Asmussen war im Dezember letzten Jahres nach nur sechs Monaten
zurückgetreten und hatte diesen Schritt mit der seiner
Auffassung nach mangelnden Unterstützung durch
Landwirtschaftsminister Christian von Boetticher (CDU)
begründet. Der Minister bekräftigte in der Debatte, den Posten
en des Landesnaturschutzbeauftragten in seinem Ressort behalten zu wollen.
Unterstützung für den Plan der Grünen
signalisierte nur der SSW. Die Union plädierte für
den Beibehalt der geltenden Regelung, die Liberalen forderten,
den Posten ganz abzuschaffen. Bedeckt hielt sich die SPD: Es
gebe noch Diskussionsbedarf bei den Beratungen im Umwelt- und
Agrarausschuss.
"Dieser Minister ist das beste Argument
dafür, dass dieses Land einen unabhängigen
Naturschutzbeauftragten braucht", übte der
Grünen-Abgeordnete Karl-Martin Hentschel heftige Kritik an
Minister von Boetticher, dem er Hörigkeit gegenüber der
Agrar-Lobby vorwarf.
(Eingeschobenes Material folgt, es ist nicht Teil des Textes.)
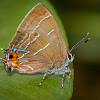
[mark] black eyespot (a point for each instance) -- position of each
(10, 56)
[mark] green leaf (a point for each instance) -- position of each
(15, 86)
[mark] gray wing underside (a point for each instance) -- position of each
(39, 34)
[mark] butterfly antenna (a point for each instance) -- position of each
(81, 42)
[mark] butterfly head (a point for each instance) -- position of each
(10, 60)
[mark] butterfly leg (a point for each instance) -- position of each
(43, 78)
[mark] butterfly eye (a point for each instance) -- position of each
(9, 69)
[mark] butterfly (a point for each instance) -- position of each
(38, 46)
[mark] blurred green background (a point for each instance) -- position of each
(78, 18)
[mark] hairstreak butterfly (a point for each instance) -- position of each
(38, 46)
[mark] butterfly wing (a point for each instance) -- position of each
(40, 36)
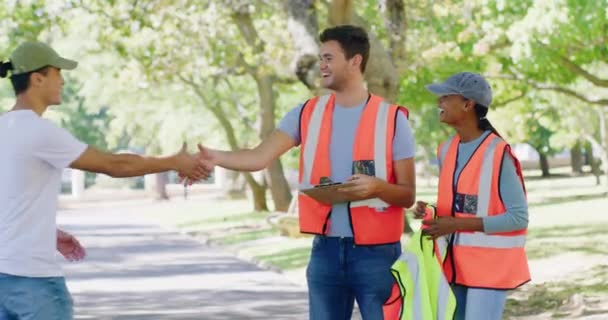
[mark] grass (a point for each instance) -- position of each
(571, 231)
(549, 298)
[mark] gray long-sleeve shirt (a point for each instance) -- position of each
(510, 188)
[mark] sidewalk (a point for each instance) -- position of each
(137, 270)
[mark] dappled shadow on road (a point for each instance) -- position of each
(137, 271)
(193, 304)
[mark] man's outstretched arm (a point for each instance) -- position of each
(254, 159)
(132, 165)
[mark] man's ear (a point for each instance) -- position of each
(470, 105)
(356, 60)
(36, 79)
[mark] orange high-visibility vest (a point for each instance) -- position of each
(478, 259)
(373, 221)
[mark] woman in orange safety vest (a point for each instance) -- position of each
(481, 202)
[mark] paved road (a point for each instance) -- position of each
(137, 270)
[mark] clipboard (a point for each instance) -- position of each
(327, 194)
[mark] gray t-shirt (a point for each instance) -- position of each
(511, 191)
(345, 121)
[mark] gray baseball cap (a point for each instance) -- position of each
(33, 55)
(467, 84)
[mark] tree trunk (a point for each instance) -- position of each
(162, 179)
(264, 82)
(279, 188)
(235, 185)
(396, 25)
(302, 24)
(593, 163)
(544, 165)
(576, 159)
(258, 191)
(604, 139)
(259, 197)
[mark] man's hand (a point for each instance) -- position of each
(439, 226)
(361, 187)
(69, 246)
(192, 167)
(420, 209)
(205, 157)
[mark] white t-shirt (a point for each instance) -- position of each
(34, 151)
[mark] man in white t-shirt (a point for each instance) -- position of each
(34, 153)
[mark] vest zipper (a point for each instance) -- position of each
(325, 224)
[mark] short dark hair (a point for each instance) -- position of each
(352, 39)
(20, 81)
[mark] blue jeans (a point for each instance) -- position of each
(340, 272)
(479, 304)
(24, 298)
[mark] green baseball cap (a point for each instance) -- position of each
(33, 55)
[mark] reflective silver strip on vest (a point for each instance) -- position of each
(444, 151)
(442, 246)
(442, 297)
(312, 139)
(483, 240)
(380, 160)
(485, 179)
(411, 261)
Um die Weisungsunabhängigkeit des
Beauftragten künftig zu gewährleisten, müsse er der
Bürgerbeauftragten und dem Flüchtlingsbeauftragten
gleichgestellt werden, die ebenfalls beim Parlament angesiedelt
sind. Auch Lars Harms (SSW) hielt den Umzug angesichts der
negativen Erfahrungen für "äußerst sonnvoll". Nur
so sei sichergestellt, dass der Beauftragte sich kritisch
einbringen könne und nicht auf eine "Alibi-Funktion"
reduziert werde.
Die Opposition habe den Konflikt zwischen ihm
und Asmussen übertrieben, konterte Minister von Boetticher:
"Es gab keinen Maulkorb" für den Beauftragten. Der
von den Grünen geplante Umzug in den Landtag führe lediglich
zu "immer neuen Kosten". Auch Herlich Marie
Todsen-Reese (CDU) sah keinen Anlass für einen derartig "gravierenden
Systemwechsel". Wichtig sei es vielmehr, zügig einen
kompetenten und durchsetzungsfähigen neuen Beauftragten zu
finden. Diese Forderung teilte auch Konrad Nabel (SPD).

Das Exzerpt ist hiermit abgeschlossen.